Obama’s Cuban policies also have been criticized by a number of lawmakers from both major parties. Republican Senator Marco Rubio of Florida called Obama’s statement on Fidel Castro’s death “pathetic,” saying there is no mention of the thousands he killed and imprisoned.
FILE - Then Republican presidential candidate Donald Trump, right, talks with his his then campaign manager, now senior adviser, Kellyanne Conway during a visit to Brook Park, Ohio, Sept. 5, 2016. Trump has pledged that his incoming administration will “do all it can to ensure the Cuban people can finally begin their journey toward prosperity and liberty."
Republican Senator Ted Cruz of Texas, whose father is from Cuba, told ABC News This Week that the coming days will be a test of resolve.
“I very much hope that we don’t see any U.S. government officials going to Fidel Castro’s funeral.
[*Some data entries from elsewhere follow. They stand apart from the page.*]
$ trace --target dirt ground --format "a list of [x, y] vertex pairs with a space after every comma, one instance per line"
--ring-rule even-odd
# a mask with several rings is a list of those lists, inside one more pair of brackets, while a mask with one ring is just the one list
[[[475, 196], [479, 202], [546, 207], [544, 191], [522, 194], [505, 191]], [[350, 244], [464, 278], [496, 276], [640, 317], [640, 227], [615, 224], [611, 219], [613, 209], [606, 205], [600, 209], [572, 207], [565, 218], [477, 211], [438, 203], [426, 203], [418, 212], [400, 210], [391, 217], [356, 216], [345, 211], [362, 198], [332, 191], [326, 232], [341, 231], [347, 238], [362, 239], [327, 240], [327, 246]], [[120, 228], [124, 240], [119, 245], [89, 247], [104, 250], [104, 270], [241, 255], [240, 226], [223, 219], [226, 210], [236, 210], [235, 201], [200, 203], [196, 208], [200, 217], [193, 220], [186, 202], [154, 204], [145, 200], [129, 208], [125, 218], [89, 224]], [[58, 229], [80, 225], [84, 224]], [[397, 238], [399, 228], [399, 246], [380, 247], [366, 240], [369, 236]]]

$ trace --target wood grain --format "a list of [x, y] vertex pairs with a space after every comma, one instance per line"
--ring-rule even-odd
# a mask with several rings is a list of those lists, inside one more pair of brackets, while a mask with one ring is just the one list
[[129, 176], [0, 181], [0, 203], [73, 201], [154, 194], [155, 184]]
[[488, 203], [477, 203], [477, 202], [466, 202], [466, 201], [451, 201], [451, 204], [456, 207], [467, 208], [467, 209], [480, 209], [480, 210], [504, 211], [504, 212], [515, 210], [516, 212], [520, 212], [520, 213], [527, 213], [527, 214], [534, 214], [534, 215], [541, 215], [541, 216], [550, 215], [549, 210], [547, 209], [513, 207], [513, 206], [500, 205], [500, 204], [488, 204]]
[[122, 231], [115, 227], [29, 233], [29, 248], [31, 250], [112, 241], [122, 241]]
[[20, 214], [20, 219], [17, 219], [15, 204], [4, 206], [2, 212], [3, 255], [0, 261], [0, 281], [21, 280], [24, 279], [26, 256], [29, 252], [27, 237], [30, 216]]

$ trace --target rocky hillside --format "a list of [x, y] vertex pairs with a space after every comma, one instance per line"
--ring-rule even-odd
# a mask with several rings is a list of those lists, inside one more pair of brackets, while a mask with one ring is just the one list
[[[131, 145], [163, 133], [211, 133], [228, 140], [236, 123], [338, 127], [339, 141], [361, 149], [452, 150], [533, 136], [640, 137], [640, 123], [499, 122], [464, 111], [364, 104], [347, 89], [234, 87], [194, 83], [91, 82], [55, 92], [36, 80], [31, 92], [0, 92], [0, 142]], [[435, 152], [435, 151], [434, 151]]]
I hope we don’t see Barack Obama and Joe Biden and Hillary Clinton and Democrats lining up to lionize a murderous tyrant and thug.”
The White House has not announced who will be traveling to Fidel Castro’s funeral on December 4.
Some lawmakers are hoping that the passing of Fidel Castro may usher in a new chapter in U.S.-Cuban ties. Democratic Senator Amy Klobuchar of Minnesota has introduced bipartisan legislation to lift the 50-year-old U.S. trade embargo on Cuba, saying it is based on the ghosts of the past. Only Congress can lift the embargo.